I went to work and sanded the eight logs, the portion of the PSL, and the stub which were all due for at least one more coat of varnish. Then I moved a whole pile of old lumber out of the living room and stored it outside. The long lumber I stored on the scaffold-frame rack on the back side of the building. The rest of it I stored on the porch deck. That cleared the living room floor so I could set up a scaffold tower there. I set up a two tier tower between Grid D and E. Before I quit for the night, I moved the lights I had set up in the loft so they illuminated the living room wall, and I set the trap.

On Wednesday I found the flap was still closed but the peanut was gone from the flap again. I put a new peanut on the flap but this time I put it on the far end of the flap to make it harder for the pack rat to reach it without stepping on the flap. Then when I went upstairs, I was disappointed to find the bait gone again and the trap was still set. I worked on the trigger mechanism to make it quite a bit more sensitive and set the trap again.

Then, from the top of the new scaffold tower, I planed, scraped, gouged, and sanded about seven feet of the Grid D purlin, the top seven logs between Grid D and E, and the left half of the top part of the Grid D PSL.

On Thursday morning, the flap was still shut but the peanut was still there. I figured that it was indeed out of reach. The peanut was gone from inside the pipe so I know he was in there. Then I was happy to see that the trap was sprung. I went through the familiar drill of releasing the pack rat outside once more and taking a picture of him. He ran behind the building again, and I went inside and listened, watched, and waited. ...Nothing.

Then, after five or ten minutes, I thought I heard a noise down at the pipe so I went down to the crawl space to check it out. While I was down there, I heard the unmistakable footsteps of a packrat running across the floor. I couldn't tell if it was the main floor or the loft floor so I quickly and quietly as I could went up the steps so I could see the main floor. I heard some more footsteps so I slowly climbed the rest of the steps looking to see where he was. I stood still at the top of the steps and pretty soon the pack rat came over to the trap and started sniffing it.
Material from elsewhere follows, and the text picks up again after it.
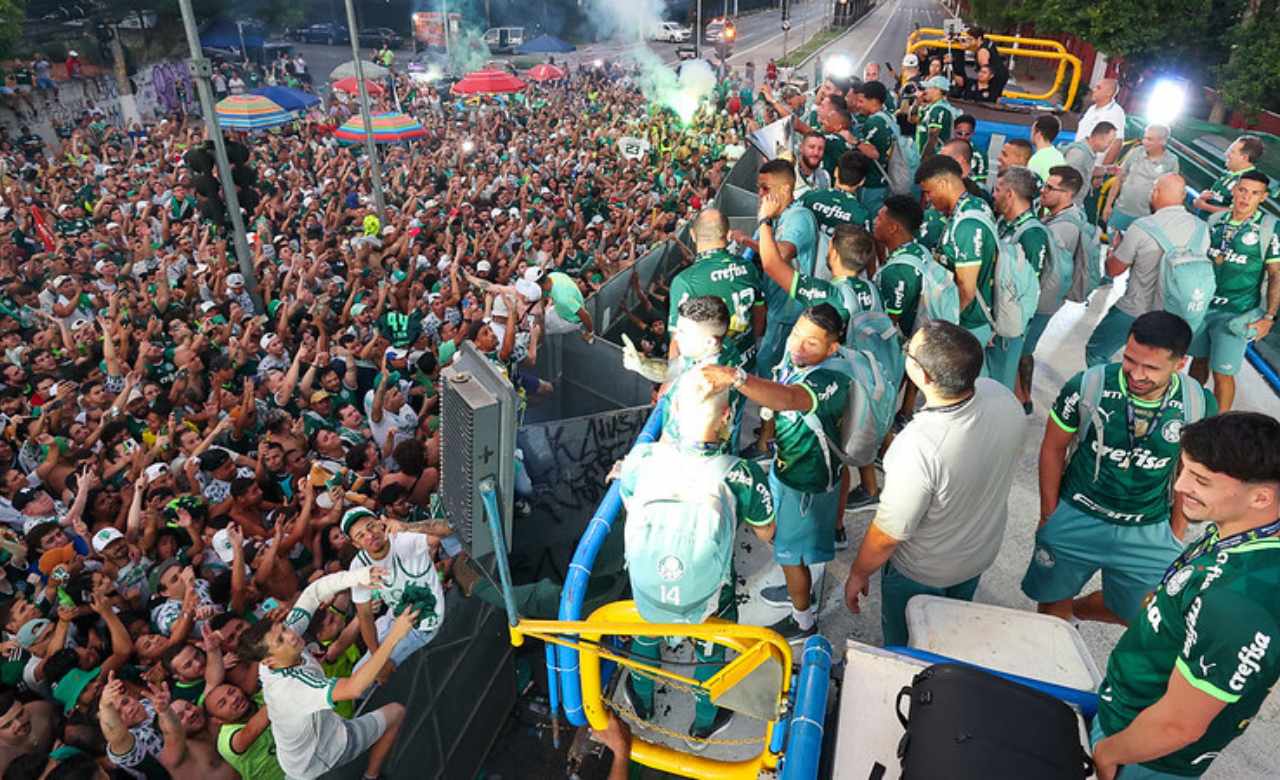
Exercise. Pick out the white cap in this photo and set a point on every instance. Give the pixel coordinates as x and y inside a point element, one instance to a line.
<point>104,538</point>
I don't know if he was looking for more peanut butter or if he was trying to figure out how the trap worked, or what. Then I inadvertently moved my arm which startled him and he promptly ran away. I was completely baffled as to how he got back in.
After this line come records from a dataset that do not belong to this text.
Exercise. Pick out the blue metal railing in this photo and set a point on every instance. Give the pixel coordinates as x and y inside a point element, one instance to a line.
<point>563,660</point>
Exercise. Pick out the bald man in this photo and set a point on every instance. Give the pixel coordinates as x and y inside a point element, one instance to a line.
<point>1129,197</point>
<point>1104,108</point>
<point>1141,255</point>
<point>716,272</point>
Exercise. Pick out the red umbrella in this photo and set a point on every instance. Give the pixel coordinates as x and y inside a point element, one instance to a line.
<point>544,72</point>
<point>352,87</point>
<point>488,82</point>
I spent about an hour re-checking the walls looking for a possible way in. I couldn't find anything at all. The only possibility I could think of was the holes above the purlins on the other side of the building that correspond to the ones they had used before and which I had plugged. I think that if he had come in on that front side of the building I would have seen him, but not being able to think of anything else, I decided to plug those holes at Grid B3 and D3.

I could reach the hole at D3 from the scaffold tower, but I had to use the 20-foot extension ladder to reach the one at B3. I screened both holes over with hardware cloth. Since I had the extension ladder out I decided to pull the nails out of a tree that had been holding up a bat house. Some time ago, I noticed that another bat house had fallen from the tree it had been nailed to. What had happened was that the tree growth had simply pushed the bat house out forcing the wood to tear loose from the heads of the nails. The nails were 16d galvanized and they have a substantial head, but the bathouses are made of cedar so they couldn't keep their grip on the nails. Since those nails would end up embedded in the trunk if I didn't pull them out, I figured it was important to do so. One of the nail heads was about a half inch deeper than the surface of the bark so it was somewhat of a challenge to get it out. Fortunately I have a big nail puller which made the job pretty easy. I'll have to take all the bathouses down and pull all the nails out one of these days. No bats ever moved in so it's no great loss.

Finally, I went to work varnishing the seven logs between Grid D and E, the parts of the Grid D purlin and PSL, the stub log, and the final coat on six logs between Grid A and B. I left for home at 1:00.